21. The immunoconjugate according to any one of claims 1 to 20, comprising a polypeptide comprising the amino acid sequence of SEQ ID No. 9 or SEQ ID No. 30, a polypeptide comprising the amino acid sequence of SEQ ID No. 10, and a polypeptide comprising the amino acid sequence of SEQ ID No. 11.

22. The immunoconjugate according to any one of claims 1 to 20, comprising a polypeptide comprising the amino acid sequence of SEQ ID No. 9 or SEQ ID No. 30, a polypeptide comprising the amino acid sequence of SEQ ID No. 10, and a polypeptide comprising the amino acid sequence of SEQ ID No. 12.

23. The immunoconjugate of any one of claims 1 to 22, consisting essentially of an IL-2 polypeptide mutant and an IgG joined by a linking sequence₁Immunoglobulin molecule composition.

24. One or more isolated polynucleotides encoding the immunoconjugate of any one of claims 1 to 23.

25. One or more vectors, in particular expression vectors, comprising a polynucleotide according to claim 24.

26. A host cell comprising the polynucleotide of claim 24 or the vector of claim 25.

27. A method of producing an immunoconjugate comprising a mutant IL-2 polypeptide and an antibody that binds to CD8, the method comprising (a) culturing the host cell of claim 25 under conditions suitable for expression of the immunoconjugate, and optionally (b) recovering the immunoconjugate.

28. An immunoconjugate comprising a mutant IL-2 polypeptide and an antibody that binds to CD8, produced by the method of claim 27.

29. A pharmaceutical composition comprising the immunoconjugate of any one of claims 1 to 23 or claim 28 and a pharmaceutically acceptable carrier.

30. The immunoconjugate according to any one of claims 1 to 23 or claim 28 for use as a medicament.

31. The immunoconjugate according to any one of claims 1 to 23 or claim 28 for use in treating a disease.

32. The immunoconjugate for use in treating a disease according to claim 31, wherein the disease is cancer.

33. Use of an immunoconjugate according to any one of claims 1 to 23 or claim 28 in the manufacture of a medicament for the treatment of a disease.

34. The use of claim 33, wherein the disease is cancer.
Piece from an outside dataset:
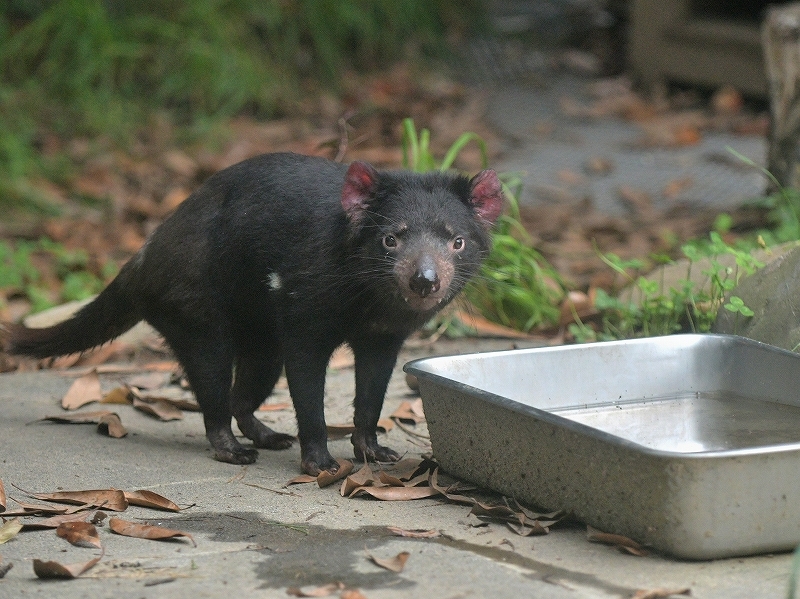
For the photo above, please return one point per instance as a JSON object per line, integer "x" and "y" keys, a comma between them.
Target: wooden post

35. A method of treating a disease in an individual comprising administering to the individual a therapeutically effective amount of a composition comprising the immunoconjugate of any one of claims 1 to 23 or claim 28 in a pharmaceutically acceptable form.

36. The method of claim 35, wherein the disease is cancer.

37. A method of stimulating the immune system of an individual comprising administering to the individual an effective amount of a composition comprising the immunoconjugate of any one of claims 1 to 23 or claim 28 in a pharmaceutically acceptable form.

38. The invention as hereinbefore described.